Couvé par Alain Mimoun
Il découvre les Jeux olympiques en 1956 à Melbourne, couvé par Alain Mimoun. Éliminé dès les séries du 1.500 m, il partage les séances d’entraînement, s’inspire de la rigueur de celui qui allait décrocher l’or sur le marathon. Quatre ans plus tard, Michel Jazy épingle la médaille d’argent sur le 1.500 m des Jeux de Rome (derrière l’Australien Herb Elliott).Le 18 octobre 1964, à Tokyo, l’or olympique ne peut lui filer entre les doigts. Michel Jazy, athlète à maturité, a rendez-vous avec la gloire (« J’aurais alors parié que j’étais champion… »). La France a mis son réveil en pleine nuit pour suivre l’oreille collée à la radio le récit du 5.000 m lancé en plein après-midi au Japon.
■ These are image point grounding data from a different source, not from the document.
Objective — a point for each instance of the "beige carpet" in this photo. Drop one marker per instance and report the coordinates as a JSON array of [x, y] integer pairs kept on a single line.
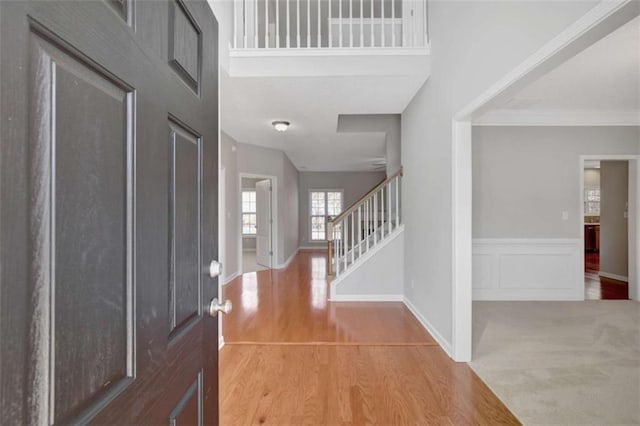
[[561, 363]]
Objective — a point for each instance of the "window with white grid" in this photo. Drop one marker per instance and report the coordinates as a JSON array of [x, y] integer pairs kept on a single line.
[[249, 212], [323, 203]]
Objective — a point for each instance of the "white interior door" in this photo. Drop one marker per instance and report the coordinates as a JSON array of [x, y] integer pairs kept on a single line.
[[263, 223]]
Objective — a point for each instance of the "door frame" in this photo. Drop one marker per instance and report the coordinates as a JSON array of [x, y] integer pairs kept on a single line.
[[274, 216], [633, 237]]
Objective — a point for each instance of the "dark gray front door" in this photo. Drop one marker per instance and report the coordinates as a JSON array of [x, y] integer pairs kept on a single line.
[[108, 212]]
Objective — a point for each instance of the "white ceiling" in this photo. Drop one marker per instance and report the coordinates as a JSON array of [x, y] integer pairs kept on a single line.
[[312, 105], [602, 79]]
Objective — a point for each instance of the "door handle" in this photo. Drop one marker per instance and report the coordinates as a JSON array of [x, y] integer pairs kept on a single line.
[[215, 306], [215, 268]]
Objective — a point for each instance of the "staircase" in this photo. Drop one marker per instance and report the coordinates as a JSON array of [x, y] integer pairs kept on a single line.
[[365, 226]]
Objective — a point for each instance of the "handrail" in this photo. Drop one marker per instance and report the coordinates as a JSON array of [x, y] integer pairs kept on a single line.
[[368, 221], [355, 205]]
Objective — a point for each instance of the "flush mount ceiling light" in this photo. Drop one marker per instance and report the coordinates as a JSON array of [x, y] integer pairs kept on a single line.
[[281, 126]]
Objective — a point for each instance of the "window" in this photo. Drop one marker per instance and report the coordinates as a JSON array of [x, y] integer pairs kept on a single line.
[[592, 202], [249, 212], [323, 204]]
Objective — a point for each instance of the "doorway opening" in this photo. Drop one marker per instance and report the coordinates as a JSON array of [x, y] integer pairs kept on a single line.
[[608, 192], [256, 223]]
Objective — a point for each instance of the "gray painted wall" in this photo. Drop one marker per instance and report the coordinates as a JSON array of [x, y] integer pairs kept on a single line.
[[265, 161], [354, 184], [614, 247], [525, 177], [460, 72], [228, 162], [289, 214], [251, 159], [389, 124]]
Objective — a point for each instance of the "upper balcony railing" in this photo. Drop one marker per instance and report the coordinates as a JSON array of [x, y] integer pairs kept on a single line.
[[330, 24]]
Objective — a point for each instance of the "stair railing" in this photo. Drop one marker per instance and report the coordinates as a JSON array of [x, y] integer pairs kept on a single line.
[[364, 224]]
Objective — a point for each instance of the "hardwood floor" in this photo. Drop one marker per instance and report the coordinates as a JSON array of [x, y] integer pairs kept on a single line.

La nuit du champion français a été agitée. La course trotte déjà, le corps bout, la panique le ronge, l’événement le dévore. « Je me suis levé à 11 heures du soir et je suis allé retrouver mon épouse qui logeait à l’hôtel dans le centre-ville. J’avais 15 kilomètres à faire. J’y suis allé et revenu en courant », a-t-il raconté à L’Equipe. Au réveil, derrière les rideaux, la pluie le fouette, le douche, assombrit son regard, noie son destin.
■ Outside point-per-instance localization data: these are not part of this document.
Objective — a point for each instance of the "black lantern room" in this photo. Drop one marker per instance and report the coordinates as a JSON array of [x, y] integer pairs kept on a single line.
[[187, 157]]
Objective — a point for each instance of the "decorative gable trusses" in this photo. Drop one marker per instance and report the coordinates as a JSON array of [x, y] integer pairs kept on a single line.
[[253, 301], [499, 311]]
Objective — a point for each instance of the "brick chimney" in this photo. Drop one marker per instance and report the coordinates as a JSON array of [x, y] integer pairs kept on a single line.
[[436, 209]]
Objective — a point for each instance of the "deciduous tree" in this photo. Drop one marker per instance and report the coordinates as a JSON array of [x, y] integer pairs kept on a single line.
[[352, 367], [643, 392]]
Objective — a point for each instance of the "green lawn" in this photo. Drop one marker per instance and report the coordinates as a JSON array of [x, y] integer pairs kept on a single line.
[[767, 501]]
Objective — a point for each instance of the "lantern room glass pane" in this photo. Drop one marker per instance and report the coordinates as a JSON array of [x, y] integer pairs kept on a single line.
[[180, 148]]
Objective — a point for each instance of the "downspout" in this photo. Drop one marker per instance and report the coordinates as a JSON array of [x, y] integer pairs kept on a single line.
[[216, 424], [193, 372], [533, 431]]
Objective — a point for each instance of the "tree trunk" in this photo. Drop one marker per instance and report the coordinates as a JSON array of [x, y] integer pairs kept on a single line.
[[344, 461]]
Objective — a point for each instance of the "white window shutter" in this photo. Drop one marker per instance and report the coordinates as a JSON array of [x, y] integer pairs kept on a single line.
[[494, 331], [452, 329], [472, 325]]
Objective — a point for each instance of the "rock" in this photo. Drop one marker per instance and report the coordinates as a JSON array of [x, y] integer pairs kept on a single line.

Le rêve patauge dans un clair-obscur angoissant. La course se déroule pourtant (presque) selon ses plans. Le Français, silhouette étrécie barrée du n°124, visage émacié, a prévu d’attaquer à 250 m de l’arrivée. Avant de se laisser porter par une euphorie de courte durée. À la cloche du dernier tour, il déchire ses plans, cède à l’impatience, accélère, se détache, vole, avant d’être victime d’une brutale panne de carburant à 150 m de la ligne. Les ailes brisées, la splendeur évanouie, il lutte avec la piste, sa foulée s’enfonce, il se tasse, voit la ligne s’éloigner, se refuser. La tête dodeline, illustre la profonde détresse qui le tenaille, le mord, menace de l’ensevelir. Avec le peu de forces dont il dispose, il entretient un instant l’espoir mais voit vite la flamme de ses rêves vaciller, puis s’éteindre. L’Américain Robert Schul (13 min 48 sec 8), puis l’Allemand Harald Norpoth (13 min 49 sec 6) et un autre Américain, William Dellinger (13 min 49 sec 8) le doublent.
Michel Jazy (13 min 49 sec 8), groggy comme un boxeur après une salve de coups, échoue au pied du podium. Le coup est violent, la douleur sourde. La coupure de son rêve nette. Stupeurs et tremblements… Blanc comme un cierge, il peine à rassembler ses esprits. Tellement abasourdi, qu’aucune larme ne vient creuser ce visage de papier mâché. Une détresse saisie par Raymond Depardon. Le cliché montre le champion brisé, le corps plié en deux, le visage caché dans les avants-bras. Philippe Delerm a, dans Le Figaro, évoqué la « beauté triste » de l’instant. Jazy exsangue découvre le parfum âcre de la défaite. « J’étais venu pour être champion olympique ou rien (…) Tu es seul. Seul après la ligne, seul dans ta chambre au village. Je suis resté quatre jours à Tokyo alors que ma femme était déjà partie. Je marchais inlassablement dans le stade d’entraînement… J’avais décidé d’arrêter l’athlétisme. Mais à Orly, cinq mille personnes m’attendaient à l’aéroport. On m’a remis trois sacs postaux. J’ai tout déballé sur mon lit. Dans certaines enveloppes, il y avait de l’argent pour que je m’achète une médaille… », a-t-il glissé à Olivier Margot dans « Le temps des légendes » (JC Lattès). Certains ont insisté sur sa faillite, la France a aimé l’élan partagé, la violence et la force des sentiments mêlés. Cruelle, la défaite pouvait être belle. La délégation tricolore a ramené 15 médailles de Tokyo (dont l’or en équitation pour Pierre Jonquères d’Oriola, l’argent en natation pour Christine Caron) mais la foule n’a d’yeux que pour celui qui s’est contenté de frôler les étoiles.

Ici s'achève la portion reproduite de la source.